BuzzFeed lists Fancy Chocolate Bars at number 12 on their list of foods they wish to kill off in the coming year, and I have to say, I agree with this for the most part. Everybody loves chocolate, but not everybody has 40 dollars to spend on the decadent box of darks from the Belgian Chocolatier around the corner from their office. It’s a status thing, and quite frankly, it’s embarrassing. These big shots are all standing around the water cooler not chewing their 98% cocoa product, and here I am stuffing KitKats into my face and pretending to know the political issue they’re discussing. So here I was thanking BuzzFeed for doing their part to put an end to this chocolatey hierarchy, until, of course, I read their piece on “13 Amazingly Delicious Fancy Chocolates To Try” and punched square through my computer monitor.
But I digress…
Moving on to milkshakes, and other “overloaded desserts,” that I’m sure everybody just hates. I mean, they do look disgusting.
Don’t those look awful? BuzzFeed lists them as a food they wish death upon, but also decided to do a massive write-up on these “heavenly jars of perfection” (their actual words!) last January, in their piece, “This NYC Restaurant Created The Most Insane Milkshakes You’ll Ever Eat.” Very subtle.

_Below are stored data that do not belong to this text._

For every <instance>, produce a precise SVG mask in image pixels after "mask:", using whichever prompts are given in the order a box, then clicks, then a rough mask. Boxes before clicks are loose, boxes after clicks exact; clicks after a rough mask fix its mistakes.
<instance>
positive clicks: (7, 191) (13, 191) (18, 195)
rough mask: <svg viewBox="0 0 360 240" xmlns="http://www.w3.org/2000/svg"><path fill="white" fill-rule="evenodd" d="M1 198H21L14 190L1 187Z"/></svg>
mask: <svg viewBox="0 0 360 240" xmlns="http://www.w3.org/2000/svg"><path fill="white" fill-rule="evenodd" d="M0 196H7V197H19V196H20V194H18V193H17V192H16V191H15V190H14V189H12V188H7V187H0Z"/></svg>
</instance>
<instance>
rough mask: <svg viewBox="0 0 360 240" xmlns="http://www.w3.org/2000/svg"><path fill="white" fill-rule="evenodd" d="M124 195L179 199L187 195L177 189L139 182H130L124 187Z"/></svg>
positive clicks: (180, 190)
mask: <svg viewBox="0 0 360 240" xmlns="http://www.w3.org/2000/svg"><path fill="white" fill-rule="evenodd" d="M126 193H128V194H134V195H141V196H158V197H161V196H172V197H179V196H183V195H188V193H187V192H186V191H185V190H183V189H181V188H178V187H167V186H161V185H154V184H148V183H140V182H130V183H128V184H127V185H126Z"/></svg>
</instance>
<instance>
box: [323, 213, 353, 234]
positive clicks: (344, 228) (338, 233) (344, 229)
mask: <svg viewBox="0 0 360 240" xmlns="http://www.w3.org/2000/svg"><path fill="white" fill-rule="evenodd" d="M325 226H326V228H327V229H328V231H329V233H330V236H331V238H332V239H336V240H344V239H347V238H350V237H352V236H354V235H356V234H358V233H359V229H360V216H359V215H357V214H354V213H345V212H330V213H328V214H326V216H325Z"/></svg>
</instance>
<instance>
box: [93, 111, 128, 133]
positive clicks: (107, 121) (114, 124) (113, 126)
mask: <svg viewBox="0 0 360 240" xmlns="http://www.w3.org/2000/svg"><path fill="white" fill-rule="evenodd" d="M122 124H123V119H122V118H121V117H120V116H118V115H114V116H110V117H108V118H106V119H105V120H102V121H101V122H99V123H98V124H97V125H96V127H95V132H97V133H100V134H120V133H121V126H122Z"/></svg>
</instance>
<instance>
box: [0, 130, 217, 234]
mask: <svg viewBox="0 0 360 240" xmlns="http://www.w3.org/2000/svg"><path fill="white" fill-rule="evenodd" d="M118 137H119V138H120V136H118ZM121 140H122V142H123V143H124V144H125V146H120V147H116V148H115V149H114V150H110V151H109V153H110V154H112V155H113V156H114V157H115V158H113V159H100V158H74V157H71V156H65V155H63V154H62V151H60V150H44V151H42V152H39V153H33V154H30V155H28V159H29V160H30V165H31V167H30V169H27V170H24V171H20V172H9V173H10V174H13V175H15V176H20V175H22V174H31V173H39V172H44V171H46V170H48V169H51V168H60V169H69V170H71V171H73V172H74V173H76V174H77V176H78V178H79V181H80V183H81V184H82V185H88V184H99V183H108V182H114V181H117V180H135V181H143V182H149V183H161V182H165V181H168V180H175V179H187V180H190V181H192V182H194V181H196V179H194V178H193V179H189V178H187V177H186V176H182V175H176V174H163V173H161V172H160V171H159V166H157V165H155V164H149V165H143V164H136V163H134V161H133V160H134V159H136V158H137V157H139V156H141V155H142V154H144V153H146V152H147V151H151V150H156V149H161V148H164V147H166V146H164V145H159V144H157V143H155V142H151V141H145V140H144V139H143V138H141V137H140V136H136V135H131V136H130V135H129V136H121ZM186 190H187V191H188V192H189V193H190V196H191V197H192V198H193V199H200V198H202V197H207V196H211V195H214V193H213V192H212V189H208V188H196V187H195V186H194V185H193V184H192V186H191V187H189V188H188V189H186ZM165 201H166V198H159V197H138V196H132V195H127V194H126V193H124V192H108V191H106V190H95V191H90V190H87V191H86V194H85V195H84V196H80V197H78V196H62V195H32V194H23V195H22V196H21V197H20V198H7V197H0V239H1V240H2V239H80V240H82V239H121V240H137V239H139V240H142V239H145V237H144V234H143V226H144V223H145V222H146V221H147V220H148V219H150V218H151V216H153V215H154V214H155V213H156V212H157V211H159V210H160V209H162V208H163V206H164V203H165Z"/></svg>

They did not stop there, though. The publication was also nice enough to take the time to write another article, leaving us with 6 recipes from said restaurant (Black Tap), in which we could re-create at home. Since, you know, we all hate these things so damn much.
Let’s finish with the mason jar craze.
After coming across “28 Incredible Meals You Can Make in a Mason Jar” and “18 Healthy Mason Jar Salads,” my daily lunch experiments were changed for the better. What a good idea, BuzzFeed! Spreading the word on convenient, nutritional delicacies to save us all time, money, and belly fat. I went ahead and tried many of these options, and they worked great. I’d highly recommend them to anybody looking for a quick, delicious lunch! Too bad BuzzFeed wants them all dead come 2017, as “Mason-Jarred Everything” swoops in as their final listing.
It’s absolutely astounding to me that a serious publication would continue to do this, time and time again. I understand that BuzzFeed is not the most prestigious news agency out there, but to so outwardly contradict the “reporting” you have done in the past is not only inadequate, second-rate journalism, it also points directly toward their click-bait scheme; following trends with an overly cringe-worthy headline, preying on your precious clicks.
I’m just about done for now, but I’m sure I’ll be back when rainbow bagels are back “in” again.